Artificial Intelligence, or AI, refers to the ability of computers to imitate human thought and problem solving to execute tasks.

Through AI, a computer system uses math and logic to simulate the reasoning that people use to take in information and make decisions. From self-driving cars to robots that manufacture goods, and digital personal assistants who can answer questions, artificial intelligence has infiltrated our lives.

HOW ARTIFICIAL INTELLIGENCE WORKS

Machine learning is an application of artificial intelligence. It is the process used by data scientists to train a computer to learn and improve without direct instruction while using mathematical models of data. Machine learning models are created by identifying patterns in data. These models are then refined by repetition, where a task is repeated multiple times and incrementally enhanced each time to improve the outcome. As the computer gains new insights and recognizes patterns, it can apply the new knowledge to improve decision making. Deep learning is a type of machine learning where the algorithms work like neural networks in the human brain, using multiple layers to enable learning. With deep learning, a computer can logically analyze and learn from large amounts of data.

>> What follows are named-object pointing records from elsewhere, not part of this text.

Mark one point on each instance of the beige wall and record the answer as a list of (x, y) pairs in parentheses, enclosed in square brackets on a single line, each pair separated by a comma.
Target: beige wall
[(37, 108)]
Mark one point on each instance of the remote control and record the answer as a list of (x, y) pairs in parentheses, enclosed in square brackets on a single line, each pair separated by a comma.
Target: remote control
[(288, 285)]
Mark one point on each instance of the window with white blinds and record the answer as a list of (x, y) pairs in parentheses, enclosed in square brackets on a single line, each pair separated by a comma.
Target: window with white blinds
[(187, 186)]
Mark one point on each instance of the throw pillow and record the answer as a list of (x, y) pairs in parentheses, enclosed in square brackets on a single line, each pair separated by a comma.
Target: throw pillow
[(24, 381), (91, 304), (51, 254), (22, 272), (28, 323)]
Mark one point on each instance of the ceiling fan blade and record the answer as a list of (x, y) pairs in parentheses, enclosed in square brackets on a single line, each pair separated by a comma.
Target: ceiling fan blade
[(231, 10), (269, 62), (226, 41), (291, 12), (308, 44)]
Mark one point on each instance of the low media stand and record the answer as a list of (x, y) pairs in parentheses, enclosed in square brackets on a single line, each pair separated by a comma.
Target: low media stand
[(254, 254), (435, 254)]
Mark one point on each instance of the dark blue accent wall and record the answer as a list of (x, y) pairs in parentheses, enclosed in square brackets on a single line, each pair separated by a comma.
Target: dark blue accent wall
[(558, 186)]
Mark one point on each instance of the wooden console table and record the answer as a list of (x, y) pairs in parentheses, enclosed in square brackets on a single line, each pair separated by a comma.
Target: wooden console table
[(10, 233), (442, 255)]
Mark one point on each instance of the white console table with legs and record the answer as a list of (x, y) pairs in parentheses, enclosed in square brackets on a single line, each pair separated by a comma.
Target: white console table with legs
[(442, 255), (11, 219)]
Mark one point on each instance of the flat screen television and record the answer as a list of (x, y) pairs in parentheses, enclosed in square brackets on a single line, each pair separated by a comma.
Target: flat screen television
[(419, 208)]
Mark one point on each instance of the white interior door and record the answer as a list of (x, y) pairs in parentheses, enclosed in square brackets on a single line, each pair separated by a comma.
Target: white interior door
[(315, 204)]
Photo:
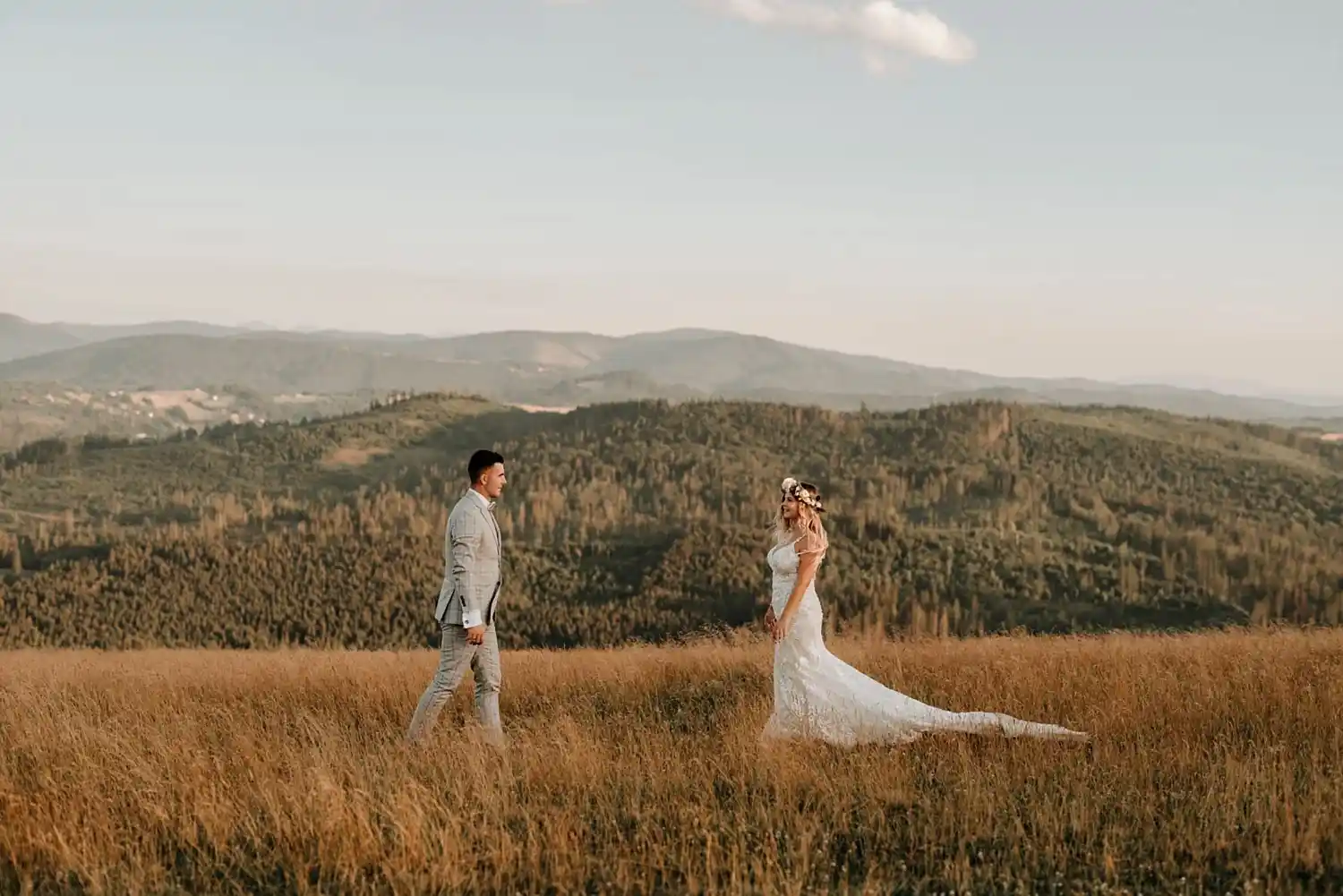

BENEFITS OF MOLECULAR ARTIFICIAL INTELLIGENCE

One of the beneficiaries from the evolution of artificial intelligence is the healthcare industry, including the field of oncology. AI technology is now involved in the detection, screening, and diagnosis of cancer which requires the analysis of very large, complex data sets. AI allows for quicker and more accurate diagnoses, assists in clinical decision-making, and provides the ability for diagnostic expertise in under-resourced areas.

In precision oncology, molecular artificial intelligence, or the use of machine learning to understand molecular data, has been able to assist in predicting a patient’s response to drug therapies and even help identify a tumor’s likely origin. Caris Life Sciences has one of the largest and most comprehensive databases of molecular data in the world. This means that once a patient’s tumor has been profiled, Caris is able to compare those findings with profiling data from other tumors with similar and different mutational patterns. This allows for the identification of subtypes of cancer with unique molecular signatures.

HOW CARIS USES ARTIFICIAL INTELLIGENCE

Caris FOLFIRSTai is an example of how artificial intelligence is changing cancer treatment. From data that has been collected on thousands of colorectal cancer patients, Caris has been able to develop a cutting-edge AI platform that is able to gauge a patient’s likelihood of benefit to a specific sequence of chemotherapy regimens. Oncologists who are provided this type of information about their patient’s cancer may be able to select more precise and individualized treatments with improved outcomes.